Around 1.94 million Kosovars will have the right to cast their vote in the parliamentary elections set to be held on Sunday, October 6.
The population of Kosovo stands at around 1.7 million, with the many thousands of Kosovars living abroad causing the higher number of those eligible to take part. More than 42,000 new applications were received by Kosovo’s diaspora wishing to be registered to vote, double the amount of people that applied prior to the last parliamentary election in 2017.
More than 400,000 members of the Kosovo diaspora are registered at Kosovo’s Ministry of Diaspora and Strategic Investments. However, the number is believed to be double that of those who are registered.
The nine-day election campaign begins on Wednesday and will conclude on Friday, October 4, with one day of electoral silence before voting begins at 07:00 on Sunday.
Those heading to the polls will have 25 political parties or pre-election coalitions to choose from. Prishtina Insight compiled a description of the parties and pre-election coalitions that were created earlier in September.
On their ballot, voters can first choose one political party to vote for. This choice represents the prime ministerial candidate that they support. Second, voters are expected to choose their five favorite candidates from the same party to take a seat at the assembly, which is comprised of 120 available seats.
According to the Central Election Commission, CEC, 46,000 people were removed from the list of Kosovo residents eligible to vote, primarily those who have set aside their Kosovo citizenship or have died.
The CEC stated that these parliamentary elections will cost the Kosovo state budget more than five million euros, which is the average cost of the last three parliamentary elections that have been organized.
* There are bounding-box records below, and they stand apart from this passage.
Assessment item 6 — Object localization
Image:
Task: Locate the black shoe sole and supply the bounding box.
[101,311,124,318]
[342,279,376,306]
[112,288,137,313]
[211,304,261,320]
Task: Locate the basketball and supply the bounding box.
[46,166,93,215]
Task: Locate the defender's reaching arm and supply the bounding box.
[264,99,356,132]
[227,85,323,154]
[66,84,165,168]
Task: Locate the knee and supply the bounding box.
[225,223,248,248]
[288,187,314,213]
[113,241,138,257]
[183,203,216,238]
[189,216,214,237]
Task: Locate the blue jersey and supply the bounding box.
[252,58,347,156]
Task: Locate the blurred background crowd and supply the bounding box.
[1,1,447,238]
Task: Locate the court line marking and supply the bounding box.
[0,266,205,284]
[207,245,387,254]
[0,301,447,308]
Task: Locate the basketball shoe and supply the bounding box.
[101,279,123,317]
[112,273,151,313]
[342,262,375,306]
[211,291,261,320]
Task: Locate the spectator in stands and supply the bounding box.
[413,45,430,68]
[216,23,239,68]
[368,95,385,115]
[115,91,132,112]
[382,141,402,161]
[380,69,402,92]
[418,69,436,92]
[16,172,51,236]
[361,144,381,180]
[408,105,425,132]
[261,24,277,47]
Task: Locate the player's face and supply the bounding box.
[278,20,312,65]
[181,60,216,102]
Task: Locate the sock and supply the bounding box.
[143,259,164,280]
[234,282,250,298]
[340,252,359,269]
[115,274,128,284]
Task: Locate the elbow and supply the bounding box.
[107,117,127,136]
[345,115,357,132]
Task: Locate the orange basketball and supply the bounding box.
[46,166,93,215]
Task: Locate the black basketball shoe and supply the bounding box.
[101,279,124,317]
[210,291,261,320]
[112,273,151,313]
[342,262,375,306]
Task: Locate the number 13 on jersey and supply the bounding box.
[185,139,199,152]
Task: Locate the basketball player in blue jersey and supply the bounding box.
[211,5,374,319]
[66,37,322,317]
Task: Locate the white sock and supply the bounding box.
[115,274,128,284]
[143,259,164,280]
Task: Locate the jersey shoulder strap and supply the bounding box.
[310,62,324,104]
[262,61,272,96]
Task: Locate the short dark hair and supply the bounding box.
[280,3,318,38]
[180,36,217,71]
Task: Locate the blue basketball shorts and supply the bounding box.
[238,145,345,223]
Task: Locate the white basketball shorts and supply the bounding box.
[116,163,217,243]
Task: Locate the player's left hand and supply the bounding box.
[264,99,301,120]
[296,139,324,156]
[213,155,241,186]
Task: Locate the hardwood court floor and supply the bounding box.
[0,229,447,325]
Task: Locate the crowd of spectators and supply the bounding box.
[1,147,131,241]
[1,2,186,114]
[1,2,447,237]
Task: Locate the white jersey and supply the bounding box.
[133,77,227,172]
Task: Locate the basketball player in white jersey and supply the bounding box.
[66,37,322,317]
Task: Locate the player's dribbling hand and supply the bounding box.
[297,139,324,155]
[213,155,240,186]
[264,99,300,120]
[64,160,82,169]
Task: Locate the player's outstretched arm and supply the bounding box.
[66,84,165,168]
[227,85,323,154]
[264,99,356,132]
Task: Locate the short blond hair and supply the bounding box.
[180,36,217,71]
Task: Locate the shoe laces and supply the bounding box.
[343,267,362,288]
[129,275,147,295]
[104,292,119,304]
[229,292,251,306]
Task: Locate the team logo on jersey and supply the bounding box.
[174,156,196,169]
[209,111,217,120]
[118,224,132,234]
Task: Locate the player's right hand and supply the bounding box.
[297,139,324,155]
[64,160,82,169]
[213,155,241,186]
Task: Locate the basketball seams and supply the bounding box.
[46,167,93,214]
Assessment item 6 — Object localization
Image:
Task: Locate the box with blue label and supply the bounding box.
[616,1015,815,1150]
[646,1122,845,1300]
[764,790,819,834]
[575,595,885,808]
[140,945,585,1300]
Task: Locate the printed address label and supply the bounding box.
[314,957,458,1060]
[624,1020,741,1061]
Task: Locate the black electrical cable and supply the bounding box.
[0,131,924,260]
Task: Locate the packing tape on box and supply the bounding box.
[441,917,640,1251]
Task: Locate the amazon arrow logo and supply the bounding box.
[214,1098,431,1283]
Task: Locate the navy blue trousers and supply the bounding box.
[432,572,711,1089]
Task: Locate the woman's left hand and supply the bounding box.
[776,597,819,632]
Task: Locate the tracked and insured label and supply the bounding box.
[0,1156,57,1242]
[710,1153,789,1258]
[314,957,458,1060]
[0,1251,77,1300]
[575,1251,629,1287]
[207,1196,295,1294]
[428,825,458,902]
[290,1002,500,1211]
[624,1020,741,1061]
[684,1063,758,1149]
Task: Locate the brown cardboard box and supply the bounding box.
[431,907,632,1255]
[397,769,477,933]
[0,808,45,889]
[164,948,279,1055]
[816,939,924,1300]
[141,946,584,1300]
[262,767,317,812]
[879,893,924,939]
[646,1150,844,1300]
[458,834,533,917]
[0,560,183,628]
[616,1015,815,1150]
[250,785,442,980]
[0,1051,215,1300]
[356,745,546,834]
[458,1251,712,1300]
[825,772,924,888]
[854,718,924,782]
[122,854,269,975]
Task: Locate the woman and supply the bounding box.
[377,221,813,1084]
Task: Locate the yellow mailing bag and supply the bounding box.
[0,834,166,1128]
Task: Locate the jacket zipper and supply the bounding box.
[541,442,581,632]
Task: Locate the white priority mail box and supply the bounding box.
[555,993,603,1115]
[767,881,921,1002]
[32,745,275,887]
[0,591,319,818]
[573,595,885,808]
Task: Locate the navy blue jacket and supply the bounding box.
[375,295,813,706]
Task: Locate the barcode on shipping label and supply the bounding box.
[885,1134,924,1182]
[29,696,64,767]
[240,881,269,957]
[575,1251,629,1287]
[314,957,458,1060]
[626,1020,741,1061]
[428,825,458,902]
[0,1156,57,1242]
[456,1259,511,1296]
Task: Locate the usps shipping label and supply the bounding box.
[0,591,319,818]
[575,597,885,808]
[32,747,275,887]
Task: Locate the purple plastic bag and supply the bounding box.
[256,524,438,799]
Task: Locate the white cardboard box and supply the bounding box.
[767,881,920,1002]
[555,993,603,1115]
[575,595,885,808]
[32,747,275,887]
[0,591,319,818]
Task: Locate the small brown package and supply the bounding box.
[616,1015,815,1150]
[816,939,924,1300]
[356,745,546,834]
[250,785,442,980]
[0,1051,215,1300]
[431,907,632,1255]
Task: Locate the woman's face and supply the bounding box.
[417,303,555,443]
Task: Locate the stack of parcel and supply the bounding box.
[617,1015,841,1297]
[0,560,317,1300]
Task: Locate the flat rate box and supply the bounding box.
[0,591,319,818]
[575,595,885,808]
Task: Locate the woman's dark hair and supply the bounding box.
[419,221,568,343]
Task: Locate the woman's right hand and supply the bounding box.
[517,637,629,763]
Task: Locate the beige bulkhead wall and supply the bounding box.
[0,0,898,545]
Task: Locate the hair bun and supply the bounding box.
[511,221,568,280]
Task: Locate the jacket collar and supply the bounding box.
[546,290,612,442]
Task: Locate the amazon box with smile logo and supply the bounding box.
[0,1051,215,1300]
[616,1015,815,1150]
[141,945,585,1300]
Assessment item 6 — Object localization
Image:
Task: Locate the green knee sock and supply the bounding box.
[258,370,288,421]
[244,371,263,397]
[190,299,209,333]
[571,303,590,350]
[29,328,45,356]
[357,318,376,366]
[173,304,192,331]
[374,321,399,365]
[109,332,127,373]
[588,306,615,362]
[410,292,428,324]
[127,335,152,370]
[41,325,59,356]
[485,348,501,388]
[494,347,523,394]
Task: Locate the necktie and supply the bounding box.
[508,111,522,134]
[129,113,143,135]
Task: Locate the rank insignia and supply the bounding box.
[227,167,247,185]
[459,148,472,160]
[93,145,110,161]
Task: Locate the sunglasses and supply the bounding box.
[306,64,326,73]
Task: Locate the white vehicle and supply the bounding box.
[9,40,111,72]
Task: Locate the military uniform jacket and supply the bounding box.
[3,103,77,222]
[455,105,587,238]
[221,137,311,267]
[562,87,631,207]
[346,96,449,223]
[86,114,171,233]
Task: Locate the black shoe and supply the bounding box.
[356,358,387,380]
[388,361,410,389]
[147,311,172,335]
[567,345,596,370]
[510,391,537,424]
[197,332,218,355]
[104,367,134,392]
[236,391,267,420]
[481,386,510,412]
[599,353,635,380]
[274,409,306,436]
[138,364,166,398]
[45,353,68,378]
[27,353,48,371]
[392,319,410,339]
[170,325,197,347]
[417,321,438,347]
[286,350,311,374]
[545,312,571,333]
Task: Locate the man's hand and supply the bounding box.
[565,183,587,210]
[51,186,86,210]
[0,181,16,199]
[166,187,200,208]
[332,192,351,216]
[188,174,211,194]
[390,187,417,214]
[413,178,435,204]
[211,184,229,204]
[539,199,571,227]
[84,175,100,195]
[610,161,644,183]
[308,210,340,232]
Funds from the state budget are allocated for monitoring, printing ballots, salaries of those involved in the organization of the election and other logistical issues related to the voting process and the run-up to the elections.
“In the name of CEC, I want to guarantee all the participants in the elections that the CEC remains committed to providing organized elections in accordance with the Kosovo Constitution and the highest European standards,” said Valdete Daka, the chairman of the CEC.
Elections were primarily triggered by the resignation of Prime Minister Ramush Haradinaj on July 19. The decision to hold early elections was announced on August 22 by Kosovo President Hashim Thaci after a motion of no confidence was passed in the Kosovo Assembly.